Zu den Beden­ken­trä­gern gehör­te auch Kar­di­nal Joseph Ratz­in­ger als Glau­bens­prä­fekt. Der kolum­bia­ni­sche Kar­di­nal Alfon­so Lopez Tru­ji­l­lo, Con­sul­tor der Glau­bens­kon­gre­ga­ti­on, hat­te deut­li­che Beden­ken zu Erz­bi­schof Rome­ros Ortho­do­xie ange­mel­det. Als Kar­di­nal Ratz­in­ger zum Papst gewählt wur­de, blockier­te er das Seligsprechungsverfahren.
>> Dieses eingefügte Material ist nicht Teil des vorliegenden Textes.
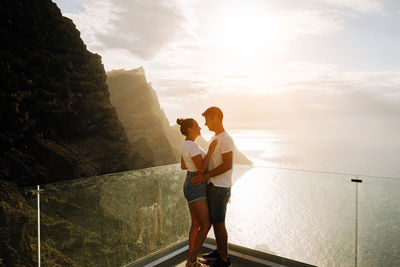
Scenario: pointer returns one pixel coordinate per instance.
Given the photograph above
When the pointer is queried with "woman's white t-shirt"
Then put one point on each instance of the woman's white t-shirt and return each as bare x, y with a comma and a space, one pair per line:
189, 150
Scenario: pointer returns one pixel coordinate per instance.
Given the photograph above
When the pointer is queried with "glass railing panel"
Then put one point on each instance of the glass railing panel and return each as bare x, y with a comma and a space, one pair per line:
300, 215
113, 220
379, 222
Dabei spiel­ten sowohl Beden­ken wegen des Risi­kos einer Ver­po­li­ti­sie­rung der Selig­spre­chung eine Rol­le als auch inhalt­li­cher Klä­rungs­be­darf. Eine Rol­le spiel­te zudem, daß Tei­le der Kir­che die Gefahr sahen, daß eine Selig­spre­chung Rome­ros als „Selig­spre­chung“ der Befrei­ungs­theo­lo­gie oder gar der revo­lu­tio­nä­ren mar­xi­sti­schen Gue­ril­la­be­we­gun­gen aus­ge­legt und miß­braucht wer­den könn­te, die in den 60er-80er Jah­ren Latein­ame­ri­ka erschüt­tert und oft tief in die Katho­li­sche Kir­che ein­ge­drun­gen waren. Eine Gefahr, die von Krei­sen der poli­ti­schen Lin­ken genährt wur­de, die Rome­ro zum Sozi­al­re­vo­lu­tio­när ver­klär­ten. Die Beden­ken gin­gen soweit, daß bezwei­felt wur­de, ob der Erz­bi­schof in odi­um fidei ermor­det wur­de und es sich viel­leicht um einen von vie­len poli­ti­schen Mor­den han­del­te, die damals von bei­den kämp­fen­den Par­tei­en began­gen wurden.

Schnelle Lösungen ohne Möglichkeit zum Einspruch?

Mit der Wahl von Papst Fran­zis­kus wur­de das Selig­spre­chungs­ver­fah­ren jedoch wie­der­auf­ge­nom­men und scheint nur in schnel­len Schrit­ten sei­nem Ende zuzu­ge­hen. Wie immer es genau um den Tugend­grad des sal­va­do­ria­ni­schen Erz­bi­schofs bestellt sein mag, erin­nert die nun­meh­ri­ge Öff­nung an die neue Form schnel­ler Lösun­gen, wie sie Papst Fran­zis­kus bereits mit der wun­der­lo­sen Hei­lig­spre­chung von Papst Johan­nes XXIII. anwand­te. Man könn­te auch vom Durch­tren­nen eines Gor­di­schen Kno­tens spre­chen. Mit der Zuer­ken­nung des Mar­ty­ri­ums wer­den alle Fra­gen und Beden­ken der ver­gan­ge­nen Jahr­zehn­te mit einem Streich weggewischt.

Ein schnel­les Ergeb­nis ist damit sicher. Man­che Fra­gen blei­ben damit aller­dings unbeantwortet.